Shakespearean Tragedy eBook

Andrew Cecil Bradley
This eBook from the Gutenberg Project consists of approximately 637 pages of information about Shakespearean Tragedy.

Shakespearean Tragedy eBook

Andrew Cecil Bradley
This eBook from the Gutenberg Project consists of approximately 637 pages of information about Shakespearean Tragedy.

1

As a Shakespearean tragedy represents a conflict which terminates in a catastrophe, any such tragedy may roughly be divided into three parts.  The first of these sets forth or expounds the situation,[17] or state of affairs, out of which the conflict arises; and it may, therefore, be called the Exposition.  The second deals with the definite beginning, the growth and the vicissitudes of the conflict.  It forms accordingly the bulk of the play, comprising the Second, Third and Fourth Acts, and usually a part of the First and a part of the Fifth.  The final section of the tragedy shows the issue of the conflict in a catastrophe.[18]

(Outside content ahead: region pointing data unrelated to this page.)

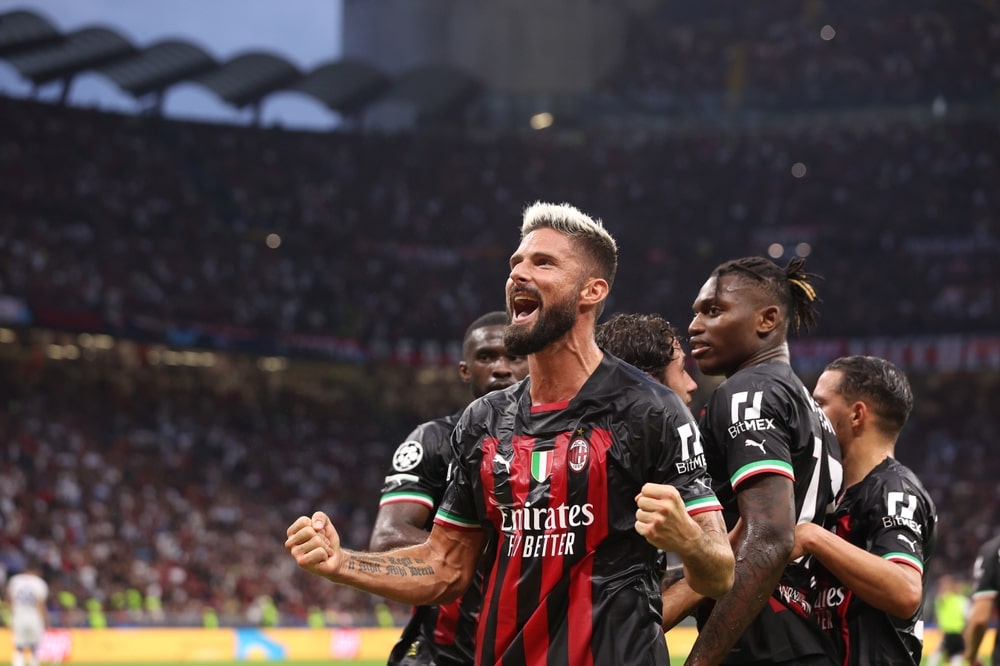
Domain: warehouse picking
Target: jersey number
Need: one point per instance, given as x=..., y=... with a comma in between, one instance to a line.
x=750, y=411
x=902, y=504
x=809, y=508
x=690, y=441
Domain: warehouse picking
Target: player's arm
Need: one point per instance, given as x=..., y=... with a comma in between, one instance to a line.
x=399, y=524
x=768, y=513
x=699, y=539
x=975, y=627
x=891, y=586
x=434, y=572
x=679, y=600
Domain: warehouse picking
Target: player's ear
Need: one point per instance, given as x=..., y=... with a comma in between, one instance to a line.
x=859, y=414
x=768, y=319
x=594, y=291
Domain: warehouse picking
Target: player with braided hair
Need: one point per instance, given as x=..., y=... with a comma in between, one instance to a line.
x=773, y=458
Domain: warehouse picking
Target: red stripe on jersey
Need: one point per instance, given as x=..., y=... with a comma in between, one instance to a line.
x=489, y=447
x=549, y=407
x=505, y=610
x=537, y=633
x=581, y=593
x=447, y=623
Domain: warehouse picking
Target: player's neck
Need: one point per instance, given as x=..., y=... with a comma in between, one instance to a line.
x=862, y=457
x=559, y=371
x=778, y=352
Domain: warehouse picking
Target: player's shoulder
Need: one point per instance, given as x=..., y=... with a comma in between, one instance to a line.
x=892, y=475
x=769, y=377
x=627, y=385
x=433, y=430
x=484, y=408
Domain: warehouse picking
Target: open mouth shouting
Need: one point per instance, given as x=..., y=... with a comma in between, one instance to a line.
x=698, y=348
x=523, y=304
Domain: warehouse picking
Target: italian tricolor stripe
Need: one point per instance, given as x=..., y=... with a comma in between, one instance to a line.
x=450, y=520
x=762, y=467
x=702, y=504
x=416, y=498
x=541, y=465
x=905, y=558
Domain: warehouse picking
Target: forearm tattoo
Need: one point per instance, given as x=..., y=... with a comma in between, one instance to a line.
x=400, y=567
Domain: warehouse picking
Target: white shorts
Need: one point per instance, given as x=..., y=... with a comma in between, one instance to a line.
x=28, y=629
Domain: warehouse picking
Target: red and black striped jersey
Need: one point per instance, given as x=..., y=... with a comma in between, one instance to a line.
x=986, y=581
x=571, y=582
x=889, y=514
x=763, y=420
x=419, y=474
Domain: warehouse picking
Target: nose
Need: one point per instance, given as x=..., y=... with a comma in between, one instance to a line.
x=518, y=273
x=501, y=367
x=695, y=327
x=690, y=385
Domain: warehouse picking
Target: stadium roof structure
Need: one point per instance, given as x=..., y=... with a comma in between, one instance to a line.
x=42, y=54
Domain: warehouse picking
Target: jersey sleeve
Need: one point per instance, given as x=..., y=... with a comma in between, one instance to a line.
x=901, y=519
x=986, y=571
x=458, y=509
x=750, y=422
x=419, y=468
x=680, y=458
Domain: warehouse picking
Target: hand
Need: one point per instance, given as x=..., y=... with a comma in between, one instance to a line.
x=662, y=519
x=315, y=544
x=803, y=533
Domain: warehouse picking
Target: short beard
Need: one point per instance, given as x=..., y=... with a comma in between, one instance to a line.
x=552, y=324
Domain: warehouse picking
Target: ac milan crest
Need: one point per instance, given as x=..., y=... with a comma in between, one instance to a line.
x=579, y=454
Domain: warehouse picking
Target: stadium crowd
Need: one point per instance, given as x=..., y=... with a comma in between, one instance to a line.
x=158, y=493
x=135, y=224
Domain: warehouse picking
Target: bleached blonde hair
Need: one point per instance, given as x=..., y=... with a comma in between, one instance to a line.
x=588, y=232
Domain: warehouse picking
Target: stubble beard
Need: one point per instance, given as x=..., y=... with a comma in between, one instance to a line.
x=553, y=323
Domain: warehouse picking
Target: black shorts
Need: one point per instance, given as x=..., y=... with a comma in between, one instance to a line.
x=953, y=644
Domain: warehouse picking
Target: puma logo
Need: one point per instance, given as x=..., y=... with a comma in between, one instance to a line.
x=500, y=460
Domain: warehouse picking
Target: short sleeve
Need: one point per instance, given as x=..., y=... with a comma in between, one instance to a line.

The application of this scheme of division is naturally more or less arbitrary.  The first part glides into the second, and the second into the third, and there may often be difficulty in drawing the lines between them.  But it is still harder to divide spring from summer, and summer from autumn; and yet spring is spring, and summer summer.

The main business of the Exposition, which we will consider first, is to introduce us into a little world of persons; to show us their positions in life, their circumstances, their relations to one another, and perhaps something of their characters; and to leave us keenly interested in the question what will come out of this condition of things.  We are left thus expectant, not merely because some of the persons interest us at once, but also because their situation in regard to one another points to difficulties in the future.  This situation is not one of conflict,[19] but it threatens conflict.  For example, we see first the hatred of the Montagues and Capulets; and then we see Romeo ready to fall violently in love; and then we hear talk of a marriage between Juliet and Paris; but the exposition is not complete, and the conflict has not definitely begun to arise, till, in the last scene of the First Act, Romeo the Montague sees Juliet the Capulet and becomes her slave.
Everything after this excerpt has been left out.